I realized last night while cooking dinner that it’s over , this struggle, this fight to somehow prove to my mom that I am worthy of her love , affection and trust .  This deep desire to belong to this family , is over .  No more trying so hard to be perfect, to cook the perfect dish for birthdays and holidays.  No more trying to sell myself to a family who clearly has never truly accepted me as one of them .  As I cook my creamy potato cheese soup I think of mom , how she loved this soup and how I will never again cook her another meal .  I will never again try to prove my worth to any of them again .  Sacrifice my health and well being to somehow get a smile or the reaction that only in my mind means I am accepted as one them.  Every visit with them results in a score , we rate the visits like the Olympics . Score cards showing how this visit rates and I’m usually saying , oh they seem nicer or kinder this time . Hoping that somehow , someway,  I have managed to convince them that I am worthy of their love and trust . 

A GIANT burden has been lifted off my shoulders since mom has died.  The game is over , nobody won. Truthfully I am the biggest loser .  It is now clear,  they really just don’t trust me as they do their own blood related family .  If you were here and could see the way they acted and looked at me while my own mom was dying you’d understand why I felt I was intruding on their private and personal journey of watching mom die .  I was a stranger amongst them , not even appreciated like the paid caretakers were.  I have never felt so alone and lost in my life as I did in the hours before mom died.   At one point we were all standing around mom and I let my niece find a spot around her bed.  She looked at me and said no, you can stand here...shes your mother.  I paused, and had no answer or reaction to that.  I thought, oh...you really had to say that out loud, that she is my mother too?  Did you just realize that after 32 years of life?   
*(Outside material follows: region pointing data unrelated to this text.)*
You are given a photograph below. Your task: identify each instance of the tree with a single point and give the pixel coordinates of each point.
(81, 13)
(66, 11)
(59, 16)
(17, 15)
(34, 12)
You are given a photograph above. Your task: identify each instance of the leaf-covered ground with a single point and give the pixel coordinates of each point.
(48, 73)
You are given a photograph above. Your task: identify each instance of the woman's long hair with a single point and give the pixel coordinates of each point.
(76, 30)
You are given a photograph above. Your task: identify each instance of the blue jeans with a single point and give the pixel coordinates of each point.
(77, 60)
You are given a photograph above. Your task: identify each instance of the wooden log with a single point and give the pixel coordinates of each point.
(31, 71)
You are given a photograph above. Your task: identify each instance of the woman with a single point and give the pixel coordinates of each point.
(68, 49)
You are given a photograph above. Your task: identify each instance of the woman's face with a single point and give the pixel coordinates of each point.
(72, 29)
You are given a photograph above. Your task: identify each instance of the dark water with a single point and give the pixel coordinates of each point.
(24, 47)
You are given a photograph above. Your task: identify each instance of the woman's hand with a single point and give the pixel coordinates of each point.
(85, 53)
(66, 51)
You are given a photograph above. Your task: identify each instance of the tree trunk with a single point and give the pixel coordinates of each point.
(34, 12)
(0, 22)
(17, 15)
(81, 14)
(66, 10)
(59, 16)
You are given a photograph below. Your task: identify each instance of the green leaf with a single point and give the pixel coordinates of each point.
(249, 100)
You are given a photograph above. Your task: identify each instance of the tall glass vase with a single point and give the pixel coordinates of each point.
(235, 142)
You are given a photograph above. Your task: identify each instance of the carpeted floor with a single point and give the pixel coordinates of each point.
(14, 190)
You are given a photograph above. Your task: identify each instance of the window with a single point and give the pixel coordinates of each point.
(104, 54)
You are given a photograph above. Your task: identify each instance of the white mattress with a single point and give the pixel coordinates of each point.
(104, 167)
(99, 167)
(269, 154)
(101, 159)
I realized as I wiped away my tears and served moms favorite soup ( from scratch ) last night, that the fight is over.  My dearest husband said to me "Dear" you have been married to me for 35 years, longer than you lived with your parents.  I am your family and so are our children.  We debated the issue, and it was clear to me last night for the first time, that mom really never was able to bond with me, or have the same feelings about me as she did her own birth child.  She wanted to have those feelings about me, but never could force herself to feel it. Its over now, the fight to try and win her over, to force her to have the same feelings about me, is absolutely over.  I will never be put in that situation again.  I will never feel like an intruder again with their family, the odd man out.   I realized last night that I dont have the same love for my own mom as the others do, not becusae I didnt try, and not because I didnt want that wonderful feeling of belonging to my mom,  but because she has failed me her entire life.  It is my moms fault and no fault of mine, and somehow I have to accept this hearbreaking reality and keep breathing and living each day.  Some mornings I wake up and cant believe I will never get another chance to make it right with mom, but I also have found comfort in knowing the fight to belong to her and the rest of my family is over.